Treatment for the externally driven will likely contain elements for building personal success. Getting the client into situations where he or she can excel is a powerful intervention for children as well as adults who can switch into hypomania as soon as they accomplish something outrageous. Some of them arrange environmental "self-stimulation" experiences such that special, outrageous accomplishments are scheduled at regular intervals. Current obsessions are tracked and a new ones are in the warm up box when the current one fades. With a bit of coaching for the client and his/her family, euphoric and depressive intervals can be better managed. (See postings about "Rosie.") Brian Goodwin's comment about "getting to places where you can be yourself" come to play. Helping such clients find a setting where they can be Alpha (in both the altruistic and the domineering sense!) could be a permanent gift to them.

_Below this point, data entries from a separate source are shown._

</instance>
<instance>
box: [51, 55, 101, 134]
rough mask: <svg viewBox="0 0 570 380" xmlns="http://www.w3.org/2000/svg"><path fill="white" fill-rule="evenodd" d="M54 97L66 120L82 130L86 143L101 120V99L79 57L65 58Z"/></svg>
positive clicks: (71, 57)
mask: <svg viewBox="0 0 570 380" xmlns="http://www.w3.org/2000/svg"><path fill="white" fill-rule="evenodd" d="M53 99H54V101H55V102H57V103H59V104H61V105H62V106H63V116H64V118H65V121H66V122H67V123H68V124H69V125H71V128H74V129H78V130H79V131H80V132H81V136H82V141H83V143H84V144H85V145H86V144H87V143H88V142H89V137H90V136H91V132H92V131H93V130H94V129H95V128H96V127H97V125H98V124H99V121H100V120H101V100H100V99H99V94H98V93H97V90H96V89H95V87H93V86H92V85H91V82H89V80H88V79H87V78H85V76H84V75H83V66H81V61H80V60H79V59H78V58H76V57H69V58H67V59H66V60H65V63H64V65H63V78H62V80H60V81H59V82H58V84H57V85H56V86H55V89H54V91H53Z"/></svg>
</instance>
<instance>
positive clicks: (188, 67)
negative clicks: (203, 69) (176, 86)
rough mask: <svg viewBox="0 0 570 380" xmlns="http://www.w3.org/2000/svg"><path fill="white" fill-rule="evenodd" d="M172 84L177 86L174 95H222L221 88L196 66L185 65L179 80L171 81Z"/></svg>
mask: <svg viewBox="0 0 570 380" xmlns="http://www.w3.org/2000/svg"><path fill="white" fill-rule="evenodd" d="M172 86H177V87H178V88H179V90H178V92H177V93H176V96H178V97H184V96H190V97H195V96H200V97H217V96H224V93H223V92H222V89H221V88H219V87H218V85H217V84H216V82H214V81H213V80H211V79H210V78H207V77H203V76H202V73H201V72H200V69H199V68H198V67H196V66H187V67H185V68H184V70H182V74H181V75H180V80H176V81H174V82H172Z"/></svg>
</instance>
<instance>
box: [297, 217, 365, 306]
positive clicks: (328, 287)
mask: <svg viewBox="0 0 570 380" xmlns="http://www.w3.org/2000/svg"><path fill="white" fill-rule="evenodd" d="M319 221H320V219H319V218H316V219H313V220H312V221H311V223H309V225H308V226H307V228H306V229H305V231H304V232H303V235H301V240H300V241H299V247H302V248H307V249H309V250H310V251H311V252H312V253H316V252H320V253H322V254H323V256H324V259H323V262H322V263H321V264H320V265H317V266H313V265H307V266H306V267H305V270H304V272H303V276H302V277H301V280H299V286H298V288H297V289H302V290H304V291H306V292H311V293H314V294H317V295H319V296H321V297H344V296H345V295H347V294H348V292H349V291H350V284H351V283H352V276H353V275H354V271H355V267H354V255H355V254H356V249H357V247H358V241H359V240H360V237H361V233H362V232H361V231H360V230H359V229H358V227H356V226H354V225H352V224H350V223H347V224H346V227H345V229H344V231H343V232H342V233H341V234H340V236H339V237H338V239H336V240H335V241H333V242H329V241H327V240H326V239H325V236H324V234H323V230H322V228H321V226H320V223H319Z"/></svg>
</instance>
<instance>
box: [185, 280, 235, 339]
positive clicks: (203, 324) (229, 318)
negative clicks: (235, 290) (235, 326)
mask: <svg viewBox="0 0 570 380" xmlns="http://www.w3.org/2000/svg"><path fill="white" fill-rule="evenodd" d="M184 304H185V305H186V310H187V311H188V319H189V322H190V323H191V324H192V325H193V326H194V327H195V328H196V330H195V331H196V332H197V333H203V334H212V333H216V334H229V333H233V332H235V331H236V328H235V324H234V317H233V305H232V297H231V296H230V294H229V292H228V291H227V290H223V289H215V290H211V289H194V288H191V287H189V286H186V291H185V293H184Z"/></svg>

The "cyclers" may be more complex in that their energy is put into whatever talents they possess. Kay Jamison's essays (1993, Touched With Fire: Manic Depressive Illness and the Artistic Temperament, NY: Free Press) about poets, writers, and painters imply an exaggeration of whatever their dominant talent may have been. There appears to be a strong relationship between her subjects' mania and their ability to write. Still, it's difficult to say if Byron, for example, was manic and therefore wrote about a champion seducer or if Byron's mania was somehow fed by his obsession with Don Juan. As with most areas of science, causation appears to be reciprocal rather than linear. (There's also the option that Byron wrote great poetry in order to be the Alpha of poetry. It's difficult to be certain of his self-representations during these times.)
1) McMahon has a presentation style similar to the late Carl Sagan with respect to clarity and evident zeal for his ideas about genetic mechanisms and bipolar disorder. He even looks a bit the same! I miss Sagan; science will miss his advocacy.